Gabriella Flores is ‘continuing the dream’ at John Carroll

Megan Grantham, Campus Editor

“Words have a lot more impact than people might think, and no matter what’s going on in the world, no matter what’s going on with anyone personally, you should always put your best face forward and be the change you want to see,” advised junior Gabriella Flores.

Flores is extremely busy on campus, being involved as a help desk assistant at Grasselli Library, a peer mentor for the Center for Student Diversity and Inclusion and a resident assistant in Hamlin Hall. She’s studying English with a double minor of Spanish and Peace, Justice & Human Rights.

She recently won an essay contest, which gave her the honor of winning the Rev. Dr. Valentino Lassiter Award. “The Theology and Religious studies department, they have this award every year in honor of Dr. Valentino Lassiter. He was a professor here who shed a lot of light on race relations and things like that,” explained Flores.

Winning the award came with presenting a workshop on how JCU students are continuing Martin Luther King Jr.’s dreams of equality. “The whole objective of the award is how are we continuing the dream, in honor of MLK,” said Flores.

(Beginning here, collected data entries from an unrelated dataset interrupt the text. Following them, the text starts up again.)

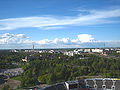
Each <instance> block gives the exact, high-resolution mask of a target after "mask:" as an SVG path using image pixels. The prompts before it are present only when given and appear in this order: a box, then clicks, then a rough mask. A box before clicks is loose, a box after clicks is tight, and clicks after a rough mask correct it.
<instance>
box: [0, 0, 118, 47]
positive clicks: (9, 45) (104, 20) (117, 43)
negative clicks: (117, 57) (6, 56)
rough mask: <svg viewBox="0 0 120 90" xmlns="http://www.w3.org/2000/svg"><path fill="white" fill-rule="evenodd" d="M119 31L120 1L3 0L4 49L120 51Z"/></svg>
mask: <svg viewBox="0 0 120 90" xmlns="http://www.w3.org/2000/svg"><path fill="white" fill-rule="evenodd" d="M119 29H120V0H0V48H1V49H13V48H32V44H33V43H34V44H35V46H36V48H70V47H71V48H73V47H75V48H76V47H77V48H82V47H103V45H104V44H103V43H106V46H107V47H119V46H120V30H119ZM96 43H97V44H96ZM88 44H89V45H88Z"/></svg>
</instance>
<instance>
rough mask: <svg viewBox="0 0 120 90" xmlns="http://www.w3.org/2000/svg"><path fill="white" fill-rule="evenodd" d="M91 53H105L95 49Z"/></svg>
mask: <svg viewBox="0 0 120 90" xmlns="http://www.w3.org/2000/svg"><path fill="white" fill-rule="evenodd" d="M91 51H92V52H94V53H103V49H97V48H95V49H91Z"/></svg>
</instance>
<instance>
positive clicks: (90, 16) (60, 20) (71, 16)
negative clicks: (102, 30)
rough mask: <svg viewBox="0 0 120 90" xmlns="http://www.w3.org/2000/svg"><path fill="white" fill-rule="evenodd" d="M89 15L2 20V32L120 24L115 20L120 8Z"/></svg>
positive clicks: (118, 16)
mask: <svg viewBox="0 0 120 90" xmlns="http://www.w3.org/2000/svg"><path fill="white" fill-rule="evenodd" d="M87 12H89V13H88V14H86V15H84V14H82V12H81V10H80V14H78V15H76V16H66V17H65V16H61V17H57V16H39V17H38V16H36V17H21V18H8V19H1V20H0V30H13V29H17V28H27V27H34V28H41V29H45V30H48V29H61V28H64V27H66V26H69V25H73V26H74V25H78V26H81V25H96V24H106V23H120V22H119V21H117V20H115V19H114V20H113V18H117V17H120V8H117V9H111V10H89V11H87Z"/></svg>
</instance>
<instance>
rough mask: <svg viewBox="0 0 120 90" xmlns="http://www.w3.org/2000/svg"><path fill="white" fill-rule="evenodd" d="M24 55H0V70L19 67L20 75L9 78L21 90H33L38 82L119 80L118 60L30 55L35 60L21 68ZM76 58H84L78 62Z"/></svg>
mask: <svg viewBox="0 0 120 90" xmlns="http://www.w3.org/2000/svg"><path fill="white" fill-rule="evenodd" d="M26 55H27V54H25V53H10V52H7V53H5V52H3V53H2V52H0V68H2V69H5V68H13V66H12V64H11V63H12V62H19V63H21V65H22V67H23V69H24V73H23V75H22V76H18V77H14V78H13V79H15V80H20V81H21V87H29V86H34V85H36V84H38V81H39V82H40V83H47V84H53V83H57V82H64V81H67V80H74V79H76V78H78V77H85V76H90V77H91V76H101V77H109V78H119V77H120V58H118V59H112V58H104V57H99V56H95V55H89V54H84V55H83V54H80V55H75V56H73V57H69V56H66V55H63V54H51V53H41V54H33V56H34V57H36V58H35V59H33V60H31V61H30V62H28V63H27V64H23V62H21V59H22V58H24V57H25V56H26ZM28 55H29V54H28ZM80 57H88V58H86V59H79V58H80Z"/></svg>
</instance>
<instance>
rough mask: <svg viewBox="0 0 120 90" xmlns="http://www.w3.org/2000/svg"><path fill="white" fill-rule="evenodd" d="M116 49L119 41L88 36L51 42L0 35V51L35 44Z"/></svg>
mask: <svg viewBox="0 0 120 90" xmlns="http://www.w3.org/2000/svg"><path fill="white" fill-rule="evenodd" d="M104 43H106V47H107V46H108V47H112V46H114V47H118V46H120V41H95V39H94V37H93V36H92V35H90V34H79V35H78V38H77V39H72V40H71V39H69V38H62V39H58V38H55V39H53V40H49V39H43V40H39V41H36V40H30V38H28V37H27V36H26V35H24V34H10V33H5V34H2V35H0V49H5V48H7V49H9V48H10V49H11V48H12V49H13V48H28V49H29V48H32V45H33V44H35V47H36V48H73V47H74V48H78V47H80V48H82V47H104Z"/></svg>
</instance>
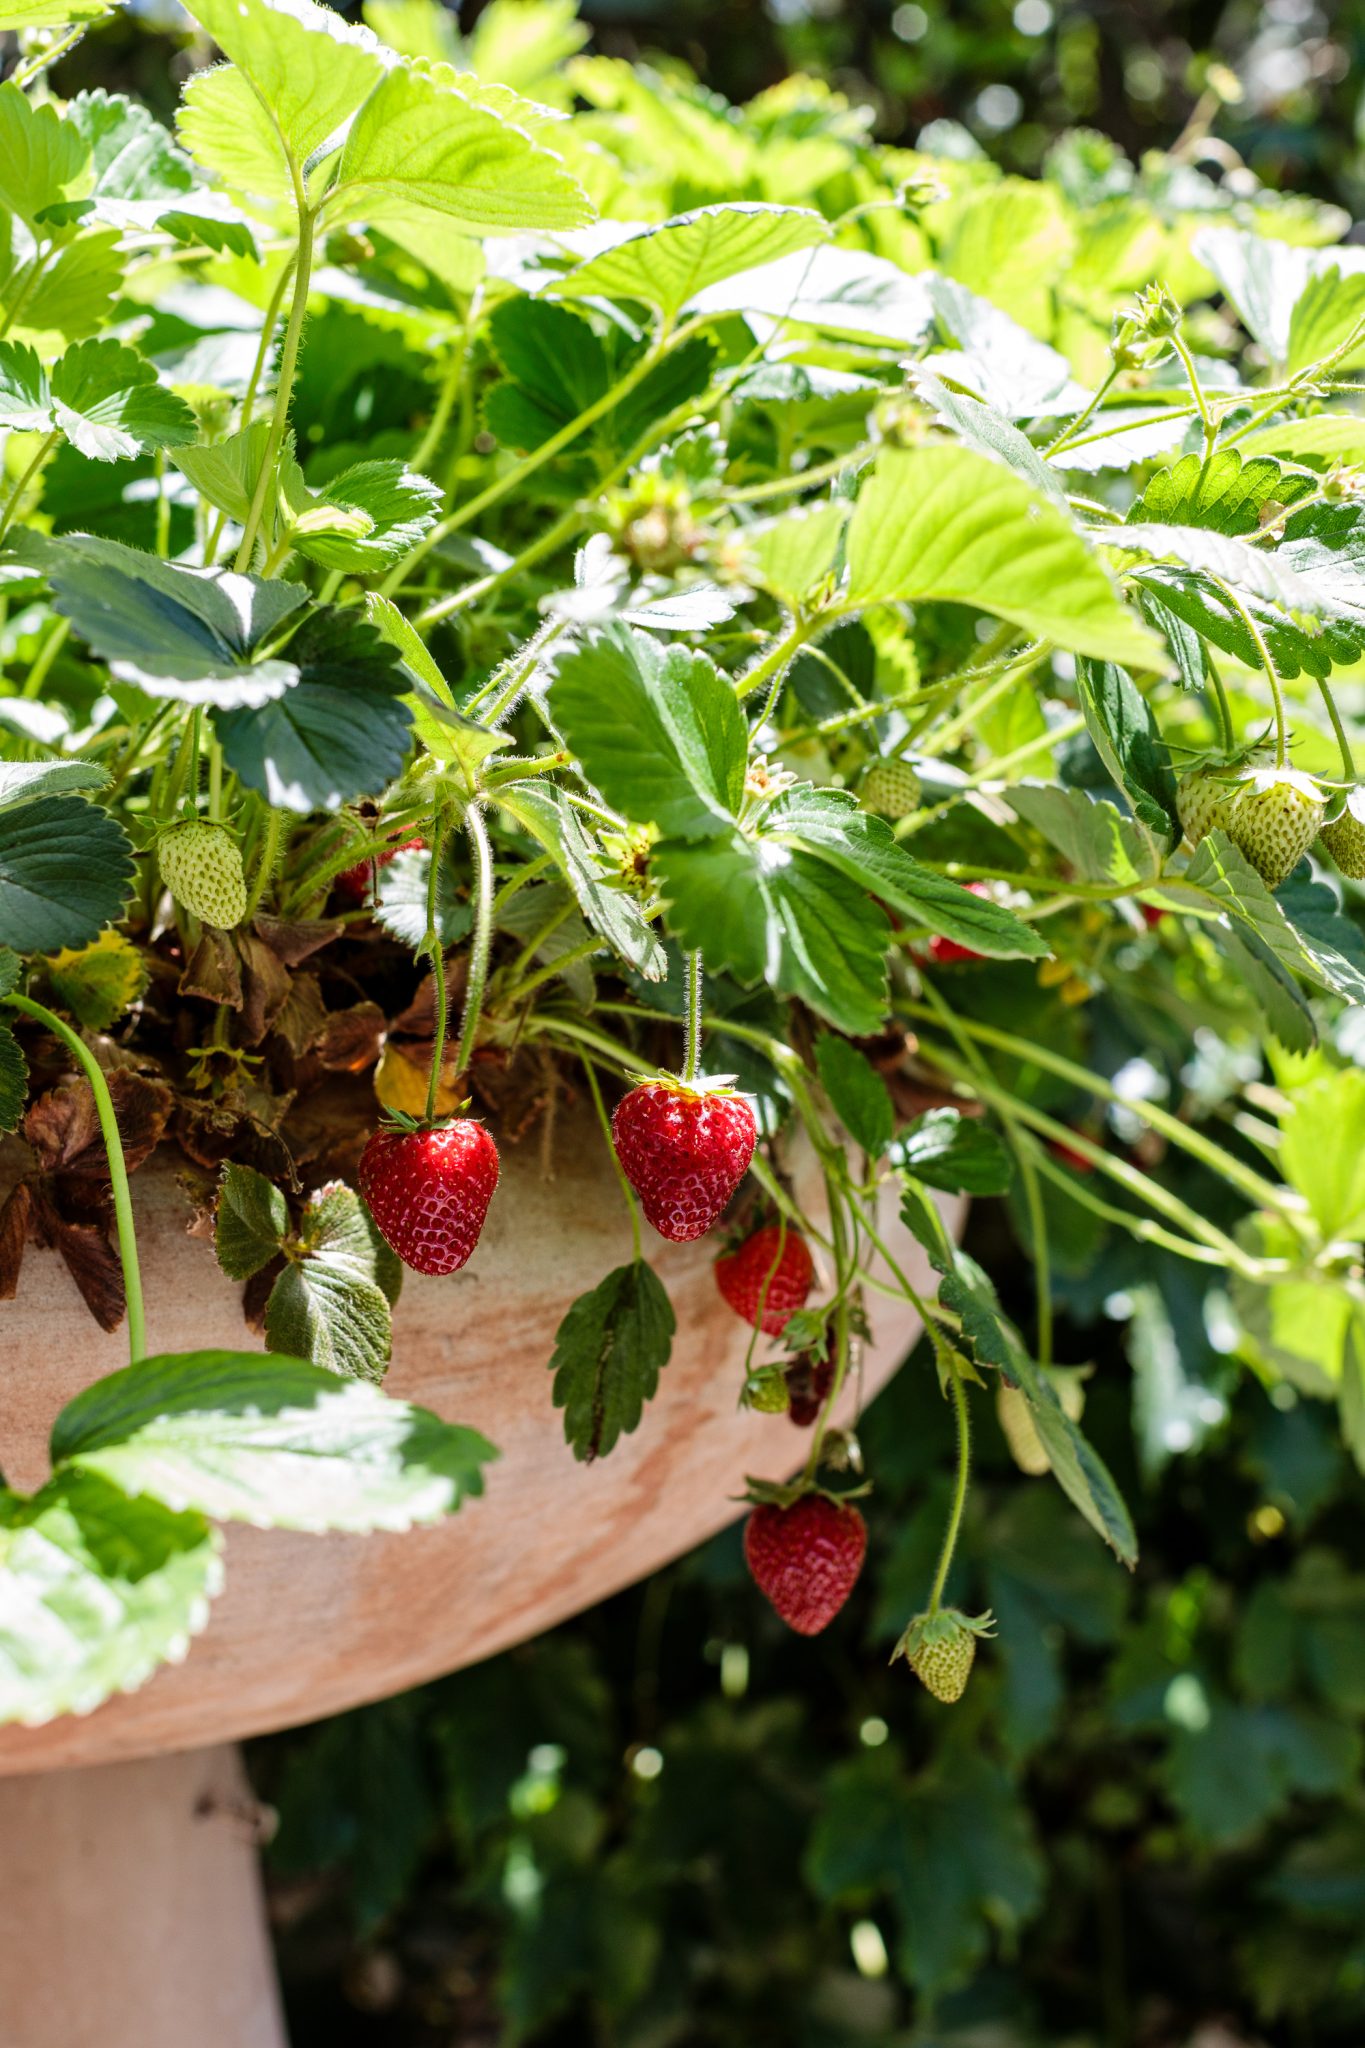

Flores reflected on her prize-winning essay and other components of her entry. “One of the prompt questions was ‘How will you continue the dream at John Carroll?’ And so I began to talk about my own student activism and what it meant to me. In addition to that, there’s a project proposal, and it’s something that you will bring to campus.”

Flores had opted to finish a project she had already begun to work on during the fall semester as a Center for Student Diversity and Inclusion intern. She studied “activism at John Carroll from 1960 through 1980, and compared it to other Northeast Ohio colleges during that same time.”

She managed to find relevant information from nearly every single year within that time frame. “A lot of the things I found were super eye-opening,” Flores said.

The process of conducting localized research was quite intricate, disclosed Flores. “I worked with the University archivist, Laurene DiCillo, and went into the metadata and acquisitions in the Grasselli Library to look at every single [JCU] yearbook from 1960 to 1980. I went through Carroll Collective, where I found various editions of The Carroll News from those times, and there were so many interesting headlines that I found that I tried to incorporate.”

One of the components to Flores’ project was creating a photo spread from the various yearbooks, which will be displayed in the library right across from Starbucks until the last week of March. “There’s pictures, little descriptions and the learning goals and objectives of the entire exhibit.”

Flores presented her final workshop on Tuesday, Feb. 26, which consisted of her presentation and a student panel. “The objective was to have it very JCU-specific, and have it from the past to the present with the student panelists, and the future when we played the American Dream game, which is a game examining identities that you might not always see at John Carroll, and how we can be allies to those identities.”

The goal of Flores’ entire project was to look at “what was there and what was not there in terms of student activism, and what did that mean at the time.”

Flores noted that some of the things she found to be student activism were quite surprising, including several new groups formed to reflect different aspects of culture at the time.

“One thing John Carroll students can do to continue the dream is to just listen, and not just hear; educate others, and not just yourself; and just think about what you say before you say it because you never know who you’re saying it to.”